Justo ahora, por la ventana, veo el cielo de hormigón a punto de caer sobre las montañas, a lo lejos, sobre pueblos o caseríos que no conozco y donde tal vez nunca caminaré, donde tal vez alguien estará pidiendo que ya no llueva, que deje de llover, que salga el sol y que le dé una tregua a su amada tierra ya saturada, para empezar de nuevo mañana, para no perder la esperanza de que siempre hay un futuro mejor cuando se lo imagina y cuando se trabaja para alcanzarlo… Y llueve… Y yo me siento afortunado de ver llover cuando aún no ha caído la noche, ese manto oscuro de terciopelo que lo engulle todo cuando ha llegado la hora en el reloj, cuando aún puedo sentarme a ver por la ventana recordando y reflexionando en que también hay lugares donde el agua es muy escasa, donde nunca llueve, donde las costras de la tierra se consumen a sí mismas para repetir el ciclo de la espera y de la ingrata resignación una y otra vez, hasta el cansancio.

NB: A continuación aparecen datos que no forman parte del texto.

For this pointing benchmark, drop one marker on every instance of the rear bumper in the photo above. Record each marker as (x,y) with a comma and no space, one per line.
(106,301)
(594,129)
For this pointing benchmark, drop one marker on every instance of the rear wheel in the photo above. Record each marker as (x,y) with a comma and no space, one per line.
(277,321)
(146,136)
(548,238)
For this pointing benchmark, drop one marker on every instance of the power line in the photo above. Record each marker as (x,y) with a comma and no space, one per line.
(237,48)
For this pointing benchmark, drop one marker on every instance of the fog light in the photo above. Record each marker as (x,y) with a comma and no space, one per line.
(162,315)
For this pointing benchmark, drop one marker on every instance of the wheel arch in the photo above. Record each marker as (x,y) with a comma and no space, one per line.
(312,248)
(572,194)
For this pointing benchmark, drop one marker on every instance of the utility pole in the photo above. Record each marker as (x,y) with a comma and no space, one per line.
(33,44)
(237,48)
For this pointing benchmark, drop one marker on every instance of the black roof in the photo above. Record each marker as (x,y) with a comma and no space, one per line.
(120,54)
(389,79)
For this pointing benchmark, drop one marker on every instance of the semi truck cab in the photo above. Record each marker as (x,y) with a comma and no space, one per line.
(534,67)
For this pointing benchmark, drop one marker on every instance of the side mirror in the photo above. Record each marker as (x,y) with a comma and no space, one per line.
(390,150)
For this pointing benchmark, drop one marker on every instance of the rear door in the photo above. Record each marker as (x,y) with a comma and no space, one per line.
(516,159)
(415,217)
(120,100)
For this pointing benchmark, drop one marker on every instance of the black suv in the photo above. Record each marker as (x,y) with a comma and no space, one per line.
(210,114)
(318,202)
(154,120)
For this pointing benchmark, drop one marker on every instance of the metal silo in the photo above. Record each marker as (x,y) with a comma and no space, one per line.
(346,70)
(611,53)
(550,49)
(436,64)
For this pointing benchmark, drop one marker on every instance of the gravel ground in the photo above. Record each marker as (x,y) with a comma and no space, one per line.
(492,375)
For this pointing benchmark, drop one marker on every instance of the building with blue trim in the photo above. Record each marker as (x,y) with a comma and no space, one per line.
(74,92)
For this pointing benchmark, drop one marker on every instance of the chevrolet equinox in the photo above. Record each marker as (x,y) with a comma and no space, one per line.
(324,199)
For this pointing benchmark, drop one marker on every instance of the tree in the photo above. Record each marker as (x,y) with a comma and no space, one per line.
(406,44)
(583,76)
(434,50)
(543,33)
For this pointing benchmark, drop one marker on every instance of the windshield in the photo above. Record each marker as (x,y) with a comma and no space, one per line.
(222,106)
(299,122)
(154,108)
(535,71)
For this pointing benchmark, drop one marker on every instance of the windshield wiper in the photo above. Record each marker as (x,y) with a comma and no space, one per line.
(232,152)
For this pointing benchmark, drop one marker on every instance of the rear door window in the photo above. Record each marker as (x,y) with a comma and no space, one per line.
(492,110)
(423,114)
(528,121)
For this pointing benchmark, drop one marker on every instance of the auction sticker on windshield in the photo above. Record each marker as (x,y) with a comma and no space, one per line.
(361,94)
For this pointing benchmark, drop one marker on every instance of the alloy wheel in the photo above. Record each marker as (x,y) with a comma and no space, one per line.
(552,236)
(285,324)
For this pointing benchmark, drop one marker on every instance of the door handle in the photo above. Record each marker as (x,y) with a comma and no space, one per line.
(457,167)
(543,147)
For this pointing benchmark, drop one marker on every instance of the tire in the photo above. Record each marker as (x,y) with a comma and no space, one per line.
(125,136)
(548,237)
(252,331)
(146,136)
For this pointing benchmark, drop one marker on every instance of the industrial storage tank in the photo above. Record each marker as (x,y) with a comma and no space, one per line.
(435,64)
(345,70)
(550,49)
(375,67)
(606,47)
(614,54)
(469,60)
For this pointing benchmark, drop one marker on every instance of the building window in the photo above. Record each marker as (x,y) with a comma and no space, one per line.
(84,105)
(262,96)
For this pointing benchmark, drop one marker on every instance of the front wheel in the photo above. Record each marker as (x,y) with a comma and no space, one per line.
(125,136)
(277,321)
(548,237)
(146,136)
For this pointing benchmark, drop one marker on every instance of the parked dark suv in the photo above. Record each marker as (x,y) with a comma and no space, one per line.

He visto llover casi todos los días. Afuera llueve a cántaros ahora, de hecho, como si de pronto las nubes se hubieran puesto de acuerdo para dejarse caer al mismo tiempo sobre la ciudad y sobre las montañas y sobre los pueblos, para mojarlo todo, para cubrirlo todo como un velo de agua helada y pesada que a unos les resulta de tanto alivio, y a otros les supone desazón y angustia repetida… Llueve, y ahora sólo puedo espiar el horizonte gris, lejano.